Workers tie electrical wires together on a street in HCM City. (Source: VNA)
By 2020, almost all overhead electrical wires in the city’s inner districts will be buried, according to HCM City Power Corporation under Electricity of Vietnam (EVN HCM City).
In suburban areas, the work will be carried out first in crowded areas near administrative centres or malls.
It is expected that by 2025, overhead electrical wires will have completely disappeared in the city.
In 2009, HCM City People’s Committee approved a proposal to move electrical and telecommunication wires underground to improve the city’s image and safety. The EVN HCM City was assigned with carrying out the task.
Hoang Oanh, a store owner on Vo Thi Sau street in District 3, said that locals used to worry about the bundle of telecom cables in front of her store because it sagged down under its own weight and looked like it could collapse at any time.
Once the cables are cleared, her neighborhood feels much less claustrophobic, Oanh said.
Overhead intertwined electrical wires and telecom cables, locally referred to as ‘spider webs’, have been a characteristic of big cities like Hanoi and HCM City for years.
“Streets look safer and larger when electrical wires are buried,” a resident Thi Hoang Thuong told the Tuoi Tre (Youth) newspaper, adding that crowded streets with overhead electrical wires made the atmosphere stuffy.
Tran Van Hoan, vice director of Saigon Power Company, a branch of EVN HCM City, said that electrical wires on 40 streets in District 1 and District 3 had been buried.
This year, the company expected to complete the work Le Thi Hong Gam, Nguyen Thai Binh, Nguyen Cong Tru, Le Cong Kieu, Pho Duc Chinh and Yersin streets, he said.

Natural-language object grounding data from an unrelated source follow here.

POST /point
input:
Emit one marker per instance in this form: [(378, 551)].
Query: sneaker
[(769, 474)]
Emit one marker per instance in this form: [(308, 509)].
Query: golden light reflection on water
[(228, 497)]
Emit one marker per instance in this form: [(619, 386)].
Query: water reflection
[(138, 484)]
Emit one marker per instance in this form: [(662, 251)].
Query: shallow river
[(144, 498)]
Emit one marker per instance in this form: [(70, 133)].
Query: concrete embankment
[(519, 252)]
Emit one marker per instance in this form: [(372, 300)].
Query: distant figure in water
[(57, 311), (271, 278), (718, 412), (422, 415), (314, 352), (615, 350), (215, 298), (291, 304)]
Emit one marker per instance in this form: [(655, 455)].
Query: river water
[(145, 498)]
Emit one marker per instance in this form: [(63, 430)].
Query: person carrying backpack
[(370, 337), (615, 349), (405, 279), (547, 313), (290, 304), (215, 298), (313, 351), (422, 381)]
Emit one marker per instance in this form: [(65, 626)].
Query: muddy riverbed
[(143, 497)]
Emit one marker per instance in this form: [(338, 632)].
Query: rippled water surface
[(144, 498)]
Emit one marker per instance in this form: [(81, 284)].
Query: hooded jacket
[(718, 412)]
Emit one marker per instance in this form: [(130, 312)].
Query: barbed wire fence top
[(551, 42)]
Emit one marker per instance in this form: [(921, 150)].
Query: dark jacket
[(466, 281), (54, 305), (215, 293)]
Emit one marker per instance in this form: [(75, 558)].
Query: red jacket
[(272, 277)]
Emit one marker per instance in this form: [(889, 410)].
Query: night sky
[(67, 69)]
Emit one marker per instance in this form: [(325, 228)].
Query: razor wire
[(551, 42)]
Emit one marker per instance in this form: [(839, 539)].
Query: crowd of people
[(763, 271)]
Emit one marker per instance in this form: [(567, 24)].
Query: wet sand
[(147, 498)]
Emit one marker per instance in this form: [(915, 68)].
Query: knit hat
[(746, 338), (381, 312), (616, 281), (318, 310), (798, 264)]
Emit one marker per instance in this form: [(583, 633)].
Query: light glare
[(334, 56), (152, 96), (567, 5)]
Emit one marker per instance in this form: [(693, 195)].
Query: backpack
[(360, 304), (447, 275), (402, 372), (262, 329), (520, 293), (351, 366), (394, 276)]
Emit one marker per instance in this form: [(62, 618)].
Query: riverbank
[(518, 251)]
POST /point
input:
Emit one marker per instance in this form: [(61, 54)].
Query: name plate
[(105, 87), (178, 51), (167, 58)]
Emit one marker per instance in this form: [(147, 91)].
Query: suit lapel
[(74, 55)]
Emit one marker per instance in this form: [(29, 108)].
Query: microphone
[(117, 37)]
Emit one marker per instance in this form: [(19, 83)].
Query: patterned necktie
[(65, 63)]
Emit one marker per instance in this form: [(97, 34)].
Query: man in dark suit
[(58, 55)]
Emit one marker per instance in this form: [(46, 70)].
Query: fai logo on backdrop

“Besides working on major roads, the company expanded to alleys. This year, we plan to bury electrical wires in eight alleys and next year, 29 others in the city centre,” Hoan said.
Deputy General Director of EVN HCM City Pham Quoc Bao said that city authorities plan to bury another 650km of medium-voltage and 1,150km of low-voltage cables, focusing on main streets in Districts 1 and 3 between 2016 and 2020, the Tuoi tre newspaper reported.
Between 2011 and 2015, 104 projects were carried out on 62 main streets, with 358km of medium-voltage and 620km of low-voltage cables buried underground.
Up to now, 60 percent of the work was completed, Bao said.
When the electrical wires were buried, electrical boxes were built to connect the underground power grid to households, with the boxes an essential part of the network, Bao responded to residents’ concerns over the safety of the boxes.
Written on the boxes are warnings “Danger! Don’t approach!”, which scared people from having them near their houses.
Bao said that the company would ask constructors to make the boxes look friendlier.